L'immane catastrofe di Chieti

     Tra gli eventi della stagione estiva silvarola del 2018, all'insegna del divertimento, spicca la celebrazione della Giornata della Memoria in programma domani giovedì 30 agosto, nella quale viene ricordata l'immane tragedia che colpì il complesso bandistico di Silvi, che nella giornata del 30 agosto 1922 rimase coinvolto in “una delle più terribili catastrofi della storia recente dell'automobilismo”, come riferisce Il Mattino del 1 settembre nell'articolo “L'immane catastrofe di Chieti”. L'articolo a firma di Ernesto Serao recita parole molto crude: “La visione dello spettacolo orrendo cui abbiamo assistito tra una moltitudine di morti e di uomini palpitanti orribilmente mutilati è di quelle che lasciano per lungo tempo l'impressione dello sgomento e di un raccapriccio terribile (…) La musica del vicino paesello di Silvi vicinissima a Chieti si era meritata per sua sventura la bella fama di un concerto bene affiatato formato da artisti coscenziosi che erano in numero di ben 45 sotto la sapiente direzione del maestro cav. Giuseppe Palmisano nativo di Locorotondo (Bari)”. Il “camion” che conduceva la banda di Silvi viene travolto all'altezza di un passaggio al livello incustodito. Il mezzo rimane smembrato nella sua struttura, ed i pezzi furono “orribilmente sparpagliati per la campagna insieme con i corpi umani spaventevolmente deformati, pesti, ustionati dai getti di acqua bollente della macchina e dalle fiamme del motore subito incendiatosi insieme con la sua riserva di essenza”. Gli articoli di giornale fornirono tutti i particolari più macabri e pietosi della drammatica vicenda.

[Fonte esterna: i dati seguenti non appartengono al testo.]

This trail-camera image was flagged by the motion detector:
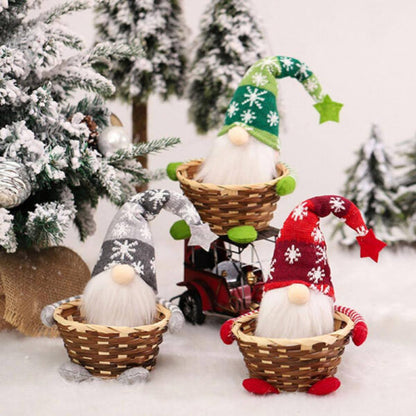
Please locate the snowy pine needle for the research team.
[0,0,179,252]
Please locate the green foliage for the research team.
[0,0,179,252]
[96,0,186,102]
[334,126,405,244]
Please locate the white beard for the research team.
[255,287,334,339]
[81,269,156,327]
[195,136,278,185]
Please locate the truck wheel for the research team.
[179,290,205,325]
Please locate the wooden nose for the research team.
[287,283,310,305]
[111,264,135,285]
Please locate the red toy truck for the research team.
[172,227,279,324]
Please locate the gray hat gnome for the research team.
[41,189,217,384]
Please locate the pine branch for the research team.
[85,42,144,66]
[27,0,90,26]
[108,137,181,165]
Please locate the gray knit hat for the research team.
[92,189,218,292]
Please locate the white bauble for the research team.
[0,158,32,208]
[195,135,278,185]
[255,285,334,339]
[97,126,132,156]
[81,265,156,327]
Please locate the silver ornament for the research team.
[0,159,32,208]
[97,126,132,156]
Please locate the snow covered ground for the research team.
[0,214,416,416]
[0,0,416,416]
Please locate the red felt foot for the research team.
[352,322,368,346]
[243,378,280,395]
[308,377,341,396]
[220,319,235,345]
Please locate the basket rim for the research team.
[53,299,171,335]
[231,312,354,348]
[176,158,289,192]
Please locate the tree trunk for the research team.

     Per la responsabilità della tragedia vengono chiamate in causa le Ferrovie dello Stato. Nell'articolo “Gli orrendi dettagli della carneficina” si legge così: “al punto in cui avvenne il ferale cozzo, la località è ubicata in modo tale che né chi trovavasi sulla strada può vedere l'avanzarsi del treno prima che questo irrompa nel passaggio a livello, né dal treno può vedersi avanzare sulla strada, che taglia perpendicolarmente la ferrovia, alcun veicolo o viandante, prima che questi si trovi sulla ristretta striscia di terreno che taglia il piano del binario. Si resta stupefatti al pensare come, data così speciale configurazione topografica, dato il considerevole traffico che è sulla strada provinciale in contrada Madonna delle Piane si sia avuta, da parte delle Ferrovie dello Stato, la leggerezza di sopprimere la sorveglianza e di lasciare il passaggio a livello perennemente aperto all'incrocio tra la ferrovia e detta strada”.

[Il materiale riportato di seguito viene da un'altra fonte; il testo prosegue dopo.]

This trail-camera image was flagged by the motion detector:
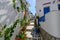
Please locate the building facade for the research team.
[36,0,60,38]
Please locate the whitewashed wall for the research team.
[36,0,60,38]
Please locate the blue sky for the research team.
[27,0,36,14]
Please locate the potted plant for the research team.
[15,32,27,40]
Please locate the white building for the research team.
[36,0,60,38]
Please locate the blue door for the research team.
[58,4,60,10]
[44,7,50,15]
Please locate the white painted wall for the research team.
[36,0,59,17]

     Nell'immediatezza della tragedia venne ipotizzata la responsabilità del conducente del “camion”: il questore Grazzini, pur escludendo l'ipotesi che era stata ventilata, cioè “che si fosse iniziata una gara di velocità tra il camion dei musicisti ed il treno”, ritiene che “vi sia stata negligenza o almeno avventatezza, se non uno 'choc' nervoso fatale dovuto ad un momento di smarrimento da parte dello chaffeur”. Il quale conducente, tra i feriti più gravi, in ospedale riferisce disperato che “meglio sarebbe stato che quella bambina non mi avesse fermato. Io sarei passato oltre ed il treno non mi avrebbe tagliato in due la macchina: non ne avrebbe avuto il tempo”. Nel riferire le circostanze dell'episodio torna alla sua idea fissa: “sarei passato certamente se non fosse stato per quella bambina... per quella bambina... per quella bambina”.
     “Tra i rottami spari, per una vasta area, sul luogo del raccapricciante disastro, in un disordine che fa pensare ad un saccheggio, fra numerose pozze di sangue, sono stati trovati sparpagliati, e in parte lacerati, spartiti e partiture per bande in una quantità enorme, corrispondente ad un ricchissimo repertorio, che aveva il valore di parecchie migliaia di lire. La maggior parte degli strumenti musicali sono spezzati, ridotti in frantumi, schiacciati come se avessero soggiaciuto ad un pesante maglio”.